Once Dean Unnava decided that it was something of a no-brainer, he had to convince the faculty to approve it. One step was to get on board an enthusiastic champion for the idea. Unnava tapped Robert Yetman, an accounting professor who has been teaching at the business school for more than a dozen years since 2003. Winner of a half dozen teaching awards, Yetman also had created the first master’s of accounting program in the UC system so he knew the nitty-gritty of gaining the necessary approvals for a new program.
Besides, years ago he served as a sergeant in the U.S. Army as an intelligence analyst and a Czech interpreter. “I have this damn-the-torpedoes, full-speed-ahead attitude,” laughs Yetman. He has another personality trait crucial for the task: He’s obsessed with detail. “I want to make sure the courses are prepared and they are prepared on time. I want to make sure the technology is used to its full extent. I don’t sleep well. Everything, if it goes wrong, is my fault.”
‘THE FACULTY HERE ARE CAUTIOUS, VERY CAUTIOUS’
The dean didn’t have to convince him to take the job. “Good grief,” Yetman adds, “we are in Northern California and there really was no online MBA program in the cradle of technology. It seemed absurb. My point of view is what took us so long? We are sitting in the middle of one of the largest population bases in the country. We just want to be the best in our own backyard.”
The biggest initial hurdle? The school’s professors. “The faculty here are cautious, very cautious,” observes Yetman. “They are an amazing faculty who put quality first and foremost. But they had to believe that the courses are going to be as good or better or we won’t do it.”

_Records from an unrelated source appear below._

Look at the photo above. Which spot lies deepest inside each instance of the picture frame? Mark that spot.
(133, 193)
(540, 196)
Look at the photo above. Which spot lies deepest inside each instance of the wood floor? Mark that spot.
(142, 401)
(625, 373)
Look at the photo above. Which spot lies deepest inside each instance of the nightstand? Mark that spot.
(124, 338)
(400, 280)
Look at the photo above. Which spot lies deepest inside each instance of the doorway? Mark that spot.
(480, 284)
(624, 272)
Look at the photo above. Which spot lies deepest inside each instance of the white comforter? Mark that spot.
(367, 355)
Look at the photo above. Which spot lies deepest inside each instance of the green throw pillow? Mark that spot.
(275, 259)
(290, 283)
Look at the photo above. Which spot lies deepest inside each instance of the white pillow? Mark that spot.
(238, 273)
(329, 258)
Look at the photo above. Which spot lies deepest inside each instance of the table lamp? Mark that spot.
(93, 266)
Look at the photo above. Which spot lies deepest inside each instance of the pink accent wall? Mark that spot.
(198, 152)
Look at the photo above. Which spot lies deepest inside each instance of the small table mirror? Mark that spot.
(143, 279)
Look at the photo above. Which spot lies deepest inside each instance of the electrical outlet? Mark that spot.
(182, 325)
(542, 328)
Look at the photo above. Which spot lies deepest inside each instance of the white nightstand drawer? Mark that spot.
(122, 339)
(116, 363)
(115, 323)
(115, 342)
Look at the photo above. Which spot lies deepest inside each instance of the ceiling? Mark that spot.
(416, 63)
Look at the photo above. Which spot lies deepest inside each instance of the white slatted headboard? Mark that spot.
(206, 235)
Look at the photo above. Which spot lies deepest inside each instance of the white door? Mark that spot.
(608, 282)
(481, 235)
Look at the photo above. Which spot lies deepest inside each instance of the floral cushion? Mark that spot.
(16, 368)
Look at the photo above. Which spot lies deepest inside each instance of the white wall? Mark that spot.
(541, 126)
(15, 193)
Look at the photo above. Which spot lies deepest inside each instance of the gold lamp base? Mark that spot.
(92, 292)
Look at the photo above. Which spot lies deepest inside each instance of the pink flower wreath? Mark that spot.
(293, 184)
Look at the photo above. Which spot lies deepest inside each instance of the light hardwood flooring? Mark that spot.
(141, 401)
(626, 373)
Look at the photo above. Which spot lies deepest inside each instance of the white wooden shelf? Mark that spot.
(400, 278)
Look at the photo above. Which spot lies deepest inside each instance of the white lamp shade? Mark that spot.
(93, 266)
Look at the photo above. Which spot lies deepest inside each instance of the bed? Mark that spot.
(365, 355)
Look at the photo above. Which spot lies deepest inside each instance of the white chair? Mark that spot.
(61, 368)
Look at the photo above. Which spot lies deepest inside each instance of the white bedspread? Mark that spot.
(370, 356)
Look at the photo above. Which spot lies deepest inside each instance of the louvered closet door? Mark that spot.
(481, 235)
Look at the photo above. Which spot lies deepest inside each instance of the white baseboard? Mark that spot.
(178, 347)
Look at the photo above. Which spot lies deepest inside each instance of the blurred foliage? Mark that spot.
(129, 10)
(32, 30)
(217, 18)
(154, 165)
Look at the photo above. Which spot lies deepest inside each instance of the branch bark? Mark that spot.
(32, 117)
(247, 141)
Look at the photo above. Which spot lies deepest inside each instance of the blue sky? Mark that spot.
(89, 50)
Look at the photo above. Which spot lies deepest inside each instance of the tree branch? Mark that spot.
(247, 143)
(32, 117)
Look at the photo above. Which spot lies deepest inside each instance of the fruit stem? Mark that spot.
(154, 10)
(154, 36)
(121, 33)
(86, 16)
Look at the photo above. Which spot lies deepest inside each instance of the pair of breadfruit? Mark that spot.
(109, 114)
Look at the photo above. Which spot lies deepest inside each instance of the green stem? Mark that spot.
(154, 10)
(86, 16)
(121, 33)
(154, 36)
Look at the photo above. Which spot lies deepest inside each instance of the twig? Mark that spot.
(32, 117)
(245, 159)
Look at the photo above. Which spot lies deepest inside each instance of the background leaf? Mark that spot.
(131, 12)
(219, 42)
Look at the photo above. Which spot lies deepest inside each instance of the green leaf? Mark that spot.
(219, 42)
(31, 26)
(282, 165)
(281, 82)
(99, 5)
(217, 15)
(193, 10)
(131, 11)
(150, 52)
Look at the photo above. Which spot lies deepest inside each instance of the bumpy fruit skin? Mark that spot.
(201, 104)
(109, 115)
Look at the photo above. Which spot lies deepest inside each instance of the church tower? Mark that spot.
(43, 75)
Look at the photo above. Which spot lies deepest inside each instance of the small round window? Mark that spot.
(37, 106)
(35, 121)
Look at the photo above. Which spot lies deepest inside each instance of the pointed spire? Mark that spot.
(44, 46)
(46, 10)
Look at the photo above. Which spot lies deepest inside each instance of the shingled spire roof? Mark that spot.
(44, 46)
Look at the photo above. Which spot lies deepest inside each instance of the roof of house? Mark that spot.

There were obvious questions, too. “Some faculty said, ‘Why would we start an online MBA program at Davis? Why wouldn’t everyone just go to UNC or Indiana University? The evidence suggests contrary. Most online students, upwards of 70% or higher, come from a 300-mile radius. Why? Brands are local. If you are looking for a job in Walnut Creek, maybe there are some employers who want a top 20 MBA but most employers don’t. They just want it from a good school, and UC-Davis is known locally and it has local cache. That is the biggest surprise and that is what allows you to start an online program and not worry about any other competitor.”